I feel like this is a really exciting prospect for a therapeutic vaccine. I suppose one of the key questions, though, is the timing of HERV protein expression compared with HIV release. If infected cells express HERV sequences and these are presented within the first 24 hours after fusion, then a cellular response against the HERV sequences might kill the infected cell prior to HIV budding. If HERV sequences are delayed for some reason (which would be surprising if the transcription factors activating HIV also activate HERVs), then a cell-medicated response might be too late.
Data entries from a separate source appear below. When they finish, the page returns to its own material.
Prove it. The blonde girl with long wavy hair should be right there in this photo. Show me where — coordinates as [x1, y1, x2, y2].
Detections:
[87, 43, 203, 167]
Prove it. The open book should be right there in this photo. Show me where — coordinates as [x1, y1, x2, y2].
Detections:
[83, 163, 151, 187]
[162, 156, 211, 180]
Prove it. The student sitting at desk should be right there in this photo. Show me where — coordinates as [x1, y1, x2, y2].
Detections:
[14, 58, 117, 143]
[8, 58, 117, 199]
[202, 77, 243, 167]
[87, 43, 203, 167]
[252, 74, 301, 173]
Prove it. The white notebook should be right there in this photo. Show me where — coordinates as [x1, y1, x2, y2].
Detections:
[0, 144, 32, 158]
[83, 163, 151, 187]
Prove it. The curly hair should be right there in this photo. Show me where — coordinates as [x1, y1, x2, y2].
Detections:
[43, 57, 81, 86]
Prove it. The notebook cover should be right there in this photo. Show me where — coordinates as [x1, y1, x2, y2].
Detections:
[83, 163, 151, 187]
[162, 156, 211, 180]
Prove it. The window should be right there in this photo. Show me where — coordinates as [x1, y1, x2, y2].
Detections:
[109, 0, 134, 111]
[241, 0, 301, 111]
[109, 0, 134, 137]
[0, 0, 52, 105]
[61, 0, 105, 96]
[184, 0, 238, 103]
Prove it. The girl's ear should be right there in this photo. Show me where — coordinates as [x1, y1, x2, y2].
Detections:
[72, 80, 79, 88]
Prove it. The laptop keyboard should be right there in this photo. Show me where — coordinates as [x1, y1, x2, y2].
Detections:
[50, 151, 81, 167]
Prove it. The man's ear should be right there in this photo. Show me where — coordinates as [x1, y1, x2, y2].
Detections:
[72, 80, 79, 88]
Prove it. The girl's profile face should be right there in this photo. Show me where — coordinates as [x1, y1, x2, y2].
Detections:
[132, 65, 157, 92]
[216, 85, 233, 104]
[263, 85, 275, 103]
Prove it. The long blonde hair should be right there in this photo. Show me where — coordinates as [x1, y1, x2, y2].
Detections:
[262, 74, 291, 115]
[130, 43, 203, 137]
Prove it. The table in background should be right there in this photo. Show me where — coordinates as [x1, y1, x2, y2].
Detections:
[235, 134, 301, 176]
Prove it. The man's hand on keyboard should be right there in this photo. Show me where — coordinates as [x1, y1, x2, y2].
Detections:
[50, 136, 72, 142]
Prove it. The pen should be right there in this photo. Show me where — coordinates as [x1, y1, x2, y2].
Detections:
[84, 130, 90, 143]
The other concern would obviously be if an anti-HERV response resulted in an unintended autoimmune reaction. HERV sequences may be activated in other conditions. Given the state of therapeutic vaccines, though, I would think this is worth the risk.

Richard Jefferys

Good question, I'd imagine Doug Nixon's group is looking at the issue of the timing of expression. I guess the lack of apparent ill-effects in the people with HERV-specific T cell responses may offer some reassurance in terms of safety but it would be useful if any therapeutic interventions could be explored in animal models first (I think macaques do have some HERVs but I'm not sure if their expression has been studied in SIV). The second paper, from AIDS, reports that HERV-K102 activity can also be detected in people with herpes and hepatitis B&C viremia, not just in people with HIV viremia, which complicates the story somewhat.

Dr. Marian Laderoute

HERV-K102 particle production was detected in the plasma from 2 of 4 normal cord blood samples. Also in this paper we showed particle production with disease activity and not when recovered (CFS-ME, MS, and acute EBV infection). HERV-K102 replication occurs in human monocytes and can be regulated by cytokines. It is unlikely that permanent T cell and antibody responses could be induced by vaccines. But there may be protection in the short term (a few months?). We suggested protection by HERV-K102 might relate to its foamy retrovirus like properties and ability to undergo lytic infections in virally infected cells or in transformed cells.